As soon, as the patient has been led to remember a particular experience, he is encouraged to talk about it in detail and thus it is brought up from the subconsciousness. The analyst then shows him what has been causing the difficulty and when the cause is eradicated it can do no more harm.
It is exactly parallel to a foreign substance in the flesh; there is a horrible swelling, with inflammation, pain, and suffering; the surgeon is called, removes the difficulty, and natures does the rest. The psychological law follows the same procedure. If there has been any abnormal activity, any festering sore in the subconscious mind, going on for years and years, if it can be located by a process of mental analysis and put out of the mental complex and shown to the patient, the catharsis is complete.
Dr. Hugh T. Patrick, clinical professor of nerves and mental disease in Northwestern University Medical School, mentions several interesting cases.
“In many cases of functional nervous disorders the factor of fear is quite obvious. But in many cases, though equally important, it is not at once apparent. Of the latter there are numerous varieties which may be divided into groups. One group embraces patients known to have physical courage. A few years ago there was referred to me one of the most noted as well as fearless men in the ring, a man who was peculiarly carefree, if not careless. He was suffering with what were considered rather vague and baffling nervous symptoms, principally insomnia, lack of interest, and moodiness. A careful analysis soon revealed that some trifling symptoms, due to high living and domestic friction, had served to put the idea into his head that he was losing his mind. This phobia was sickness, and the fear so possessed his soul that he was good for nothing until he got rid of it. Needless to say, the patient himself was quite unconscious of the nature of his trouble, and his physician had overlooked it.

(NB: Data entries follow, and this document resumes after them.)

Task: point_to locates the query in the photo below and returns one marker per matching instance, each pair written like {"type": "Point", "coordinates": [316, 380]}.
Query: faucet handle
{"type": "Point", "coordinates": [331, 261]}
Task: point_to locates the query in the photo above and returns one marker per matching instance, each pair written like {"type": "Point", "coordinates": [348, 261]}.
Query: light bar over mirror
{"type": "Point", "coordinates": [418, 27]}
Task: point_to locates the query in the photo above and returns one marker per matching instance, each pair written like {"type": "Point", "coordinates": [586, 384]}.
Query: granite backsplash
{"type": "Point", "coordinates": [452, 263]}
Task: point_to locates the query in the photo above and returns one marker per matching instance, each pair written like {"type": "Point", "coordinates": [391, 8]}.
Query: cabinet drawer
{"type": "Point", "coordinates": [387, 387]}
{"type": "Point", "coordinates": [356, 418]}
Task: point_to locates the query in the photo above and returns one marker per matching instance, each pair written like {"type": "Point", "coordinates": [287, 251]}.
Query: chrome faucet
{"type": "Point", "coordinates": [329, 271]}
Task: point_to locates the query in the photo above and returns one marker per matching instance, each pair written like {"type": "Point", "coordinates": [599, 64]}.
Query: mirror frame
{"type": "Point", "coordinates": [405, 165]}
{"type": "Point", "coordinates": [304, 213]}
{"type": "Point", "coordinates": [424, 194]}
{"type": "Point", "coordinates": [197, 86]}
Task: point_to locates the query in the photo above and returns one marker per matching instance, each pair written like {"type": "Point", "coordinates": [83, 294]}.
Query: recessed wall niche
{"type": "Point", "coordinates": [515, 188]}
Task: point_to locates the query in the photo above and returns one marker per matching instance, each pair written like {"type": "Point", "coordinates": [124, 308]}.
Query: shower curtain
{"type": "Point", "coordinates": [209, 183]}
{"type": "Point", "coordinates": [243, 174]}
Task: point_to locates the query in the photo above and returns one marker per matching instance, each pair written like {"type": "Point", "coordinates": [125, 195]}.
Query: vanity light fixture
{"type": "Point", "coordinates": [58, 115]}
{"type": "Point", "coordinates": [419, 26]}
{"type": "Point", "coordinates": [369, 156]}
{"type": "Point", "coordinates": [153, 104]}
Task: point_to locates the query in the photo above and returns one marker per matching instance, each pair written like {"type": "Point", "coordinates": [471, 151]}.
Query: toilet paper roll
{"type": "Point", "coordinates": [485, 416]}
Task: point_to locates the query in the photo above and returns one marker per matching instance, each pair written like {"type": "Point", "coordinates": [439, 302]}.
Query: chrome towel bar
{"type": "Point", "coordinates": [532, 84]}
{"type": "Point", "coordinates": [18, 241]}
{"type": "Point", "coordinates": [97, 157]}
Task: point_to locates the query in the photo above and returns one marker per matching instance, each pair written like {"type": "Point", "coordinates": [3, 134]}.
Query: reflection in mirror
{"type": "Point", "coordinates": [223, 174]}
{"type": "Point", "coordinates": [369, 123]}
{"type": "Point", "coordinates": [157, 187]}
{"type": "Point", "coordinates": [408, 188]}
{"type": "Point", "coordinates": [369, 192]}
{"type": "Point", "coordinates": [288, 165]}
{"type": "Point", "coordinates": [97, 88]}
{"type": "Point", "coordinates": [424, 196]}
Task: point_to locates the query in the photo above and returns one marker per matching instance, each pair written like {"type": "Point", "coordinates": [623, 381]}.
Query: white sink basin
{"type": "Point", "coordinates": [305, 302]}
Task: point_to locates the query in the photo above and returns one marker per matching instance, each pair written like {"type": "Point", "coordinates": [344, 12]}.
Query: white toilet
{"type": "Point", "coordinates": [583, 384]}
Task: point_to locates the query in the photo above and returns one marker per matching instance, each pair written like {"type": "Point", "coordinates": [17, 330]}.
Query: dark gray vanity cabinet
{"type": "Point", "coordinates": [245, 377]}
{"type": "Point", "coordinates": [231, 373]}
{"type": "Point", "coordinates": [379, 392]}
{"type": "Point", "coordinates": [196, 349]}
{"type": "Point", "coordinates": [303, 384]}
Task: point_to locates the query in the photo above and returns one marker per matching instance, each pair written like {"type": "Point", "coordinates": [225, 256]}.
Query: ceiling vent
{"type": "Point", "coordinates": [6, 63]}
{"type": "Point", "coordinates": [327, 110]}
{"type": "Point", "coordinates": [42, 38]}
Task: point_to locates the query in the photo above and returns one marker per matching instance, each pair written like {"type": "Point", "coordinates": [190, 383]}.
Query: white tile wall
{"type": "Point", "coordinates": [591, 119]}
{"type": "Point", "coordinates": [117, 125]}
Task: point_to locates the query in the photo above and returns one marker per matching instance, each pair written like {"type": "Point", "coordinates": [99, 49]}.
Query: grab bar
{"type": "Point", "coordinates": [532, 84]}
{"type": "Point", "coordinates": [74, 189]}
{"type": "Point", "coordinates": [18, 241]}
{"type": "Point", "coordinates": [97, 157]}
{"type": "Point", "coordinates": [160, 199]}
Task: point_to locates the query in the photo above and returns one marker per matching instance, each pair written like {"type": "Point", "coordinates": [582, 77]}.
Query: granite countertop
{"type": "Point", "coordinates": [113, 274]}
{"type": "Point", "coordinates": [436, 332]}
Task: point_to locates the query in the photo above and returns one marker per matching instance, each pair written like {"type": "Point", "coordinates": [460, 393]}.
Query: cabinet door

So they could not cure the trouble from a physical standpoint. The situation had to be mentally analyzed, and the cause of the fear dragged out from subconsciousness and exposed to the man. When he had a look at it, why, it had exactly the same effect as pulling an eyelash out from an inflamed eye and letting you see it. Your troubles are all over right away, because you are very sure the disturbing cause has been removed, and you forget about it then.
“A sheep rancher of Wyoming complained of insomnia, loss of appetite, abdominal distress, general nervousness and inability to look after his ranch. What really was the matter with him was fear of cancer of the stomach. This phobia completely unnerved him and cause him to enormously magnify every bodily sensation. But was he a nerveless coward? Decidedly not.
There was a time when the cattlemen of the Far West made sheep raising a hazardous occupation. Through these dangerous years he lived without a tremor, though he never went to sleep without a rifle by his side. Once he was informed that three cattlemen had started out to ‘get him,’ and the information was correct. He mounted his horse and properly armed, rode out to meet them. As he expressed it, he ‘talked them out of it,’ and the three would-be assassins turned and rode away. In this encounter he was not in the least apprehensive or uncomfortable, and I learned of the incident only in a conversation about his business.”
He had plenty of physical courage, but when something in the inner organism seemed to be wrong, he was scared. As soon as this doctor discovered what the fear was, he probably produced an X-ray or something of that nature to show the patient that there was nothing the matter. Then drawing the patient’s attention to the groundless fear, the doctor was able to convince the patient of the groundlessness of his fears.